Nationally, chiropractic programs will have to grapple with the near-inevitability of a two-tiered profession, given the mounting likelihood that state scope laws will begin to be revised and broaden the scope of chiropractic, with the effect of both diffusing and fogging its identity. How the schools navigate those challenging political waters will help determine how many schools are even around in twenty years. From where I sit, it’s hard not to see an inevitable culling, as it’s not clear that scope revisions are even something the marketplace wants. So investing in training programs based on an untested presumption of marketplace relevance is bound to leave some in untenable economic and recruiting positions.
Internationally, existing, emerging and future schools will not be exempt from these forces. What is likely is that many will get established while the health care marketplaces in host countries take shape and form, subject to each set of unique local circumstances. But regardless of the degree to which those countries’ health care systems mirror or differ from that of the US, the same intraprofessional stresses and tensions created because of our conflicted identity are likely to make it very challenging for necessary collaboration, and will most likely reprise the competition we saw earlier in the history of chiropractic. It’s not likely that this will be beneficial, but unless we come up with a new understanding of the benefits of collaboration, it’s probably unavoidable.
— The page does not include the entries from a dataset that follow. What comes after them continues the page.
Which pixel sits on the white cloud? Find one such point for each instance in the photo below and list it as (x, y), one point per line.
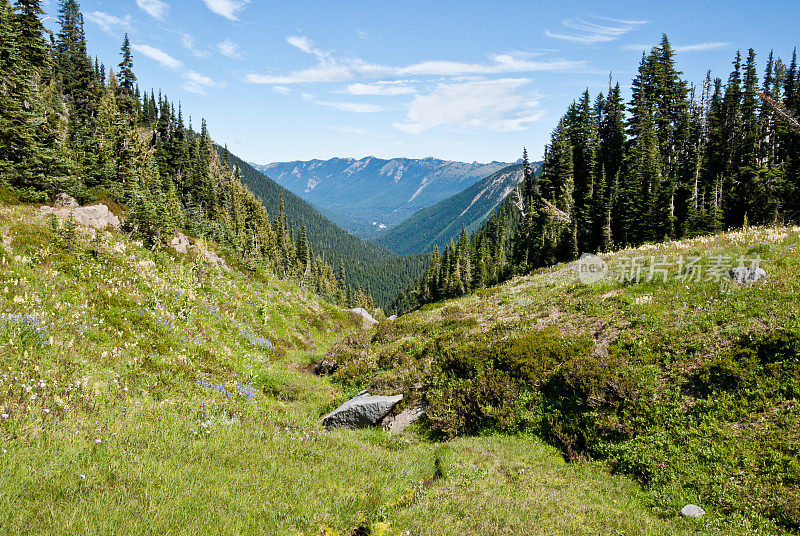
(382, 87)
(198, 83)
(109, 23)
(190, 44)
(318, 73)
(589, 33)
(700, 47)
(155, 8)
(229, 9)
(158, 55)
(697, 47)
(355, 107)
(331, 69)
(498, 105)
(230, 49)
(350, 130)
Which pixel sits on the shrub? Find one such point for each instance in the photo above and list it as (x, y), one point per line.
(483, 385)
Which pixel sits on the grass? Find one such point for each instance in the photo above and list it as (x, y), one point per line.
(104, 427)
(731, 449)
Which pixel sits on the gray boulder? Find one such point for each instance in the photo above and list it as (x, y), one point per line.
(367, 320)
(96, 216)
(398, 423)
(325, 366)
(747, 274)
(692, 510)
(181, 244)
(65, 201)
(361, 411)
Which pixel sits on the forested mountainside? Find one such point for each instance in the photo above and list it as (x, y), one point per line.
(71, 125)
(376, 192)
(677, 161)
(435, 226)
(367, 266)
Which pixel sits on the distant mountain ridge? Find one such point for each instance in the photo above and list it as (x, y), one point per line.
(438, 224)
(373, 193)
(366, 264)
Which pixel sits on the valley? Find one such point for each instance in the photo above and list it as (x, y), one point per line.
(376, 194)
(598, 337)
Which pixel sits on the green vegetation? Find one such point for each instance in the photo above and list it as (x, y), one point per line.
(435, 226)
(675, 162)
(69, 126)
(689, 386)
(113, 417)
(369, 267)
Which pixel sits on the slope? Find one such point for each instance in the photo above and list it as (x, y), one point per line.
(138, 396)
(366, 264)
(438, 224)
(375, 192)
(683, 379)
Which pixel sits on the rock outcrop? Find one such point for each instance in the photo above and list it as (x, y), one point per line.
(692, 510)
(747, 274)
(181, 244)
(361, 411)
(401, 421)
(97, 216)
(367, 320)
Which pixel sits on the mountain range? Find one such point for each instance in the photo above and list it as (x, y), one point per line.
(371, 195)
(438, 224)
(366, 264)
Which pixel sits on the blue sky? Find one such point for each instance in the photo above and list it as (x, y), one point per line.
(471, 81)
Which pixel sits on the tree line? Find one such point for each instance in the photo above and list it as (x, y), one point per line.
(68, 124)
(677, 160)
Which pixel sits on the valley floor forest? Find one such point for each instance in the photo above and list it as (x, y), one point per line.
(149, 389)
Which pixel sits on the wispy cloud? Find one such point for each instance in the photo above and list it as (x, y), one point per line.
(230, 49)
(597, 30)
(332, 69)
(155, 8)
(198, 83)
(109, 23)
(190, 44)
(229, 9)
(350, 130)
(164, 59)
(697, 47)
(355, 107)
(701, 47)
(500, 105)
(381, 87)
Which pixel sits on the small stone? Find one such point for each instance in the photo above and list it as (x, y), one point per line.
(745, 274)
(367, 320)
(398, 423)
(181, 243)
(65, 201)
(692, 510)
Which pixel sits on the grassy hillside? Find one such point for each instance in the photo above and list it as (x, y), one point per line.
(442, 222)
(114, 416)
(690, 387)
(366, 264)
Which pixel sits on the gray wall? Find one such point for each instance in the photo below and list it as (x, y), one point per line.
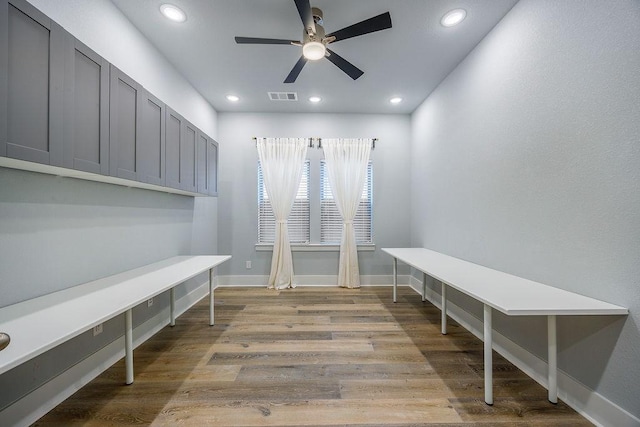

With all that said, what’s still powerfully true is that chiropractic offers the potential of immense benefit in health and healing. Whether its members focus exclusively on subluxation, structural balance and integrity, energetic homogeneity or optimal neurologic function, there are clearly connections between all versions of the chiropractic paradigm that have relevance. That the profession has survived and grown the point it has after 119 years of adverse internal and external forces is nothing short of remarkable. And the need for chiropractic has not lessened; imagining what benefits it might confer if our market penetration was well north of where it is today is an exciting and seductive prospect. So it’s going to be up to our schools to accurately assess the marketplace interests, needs, and opportunities–and then to align their efforts to produce a relevant graduate. We’ll see if they’re up to the job.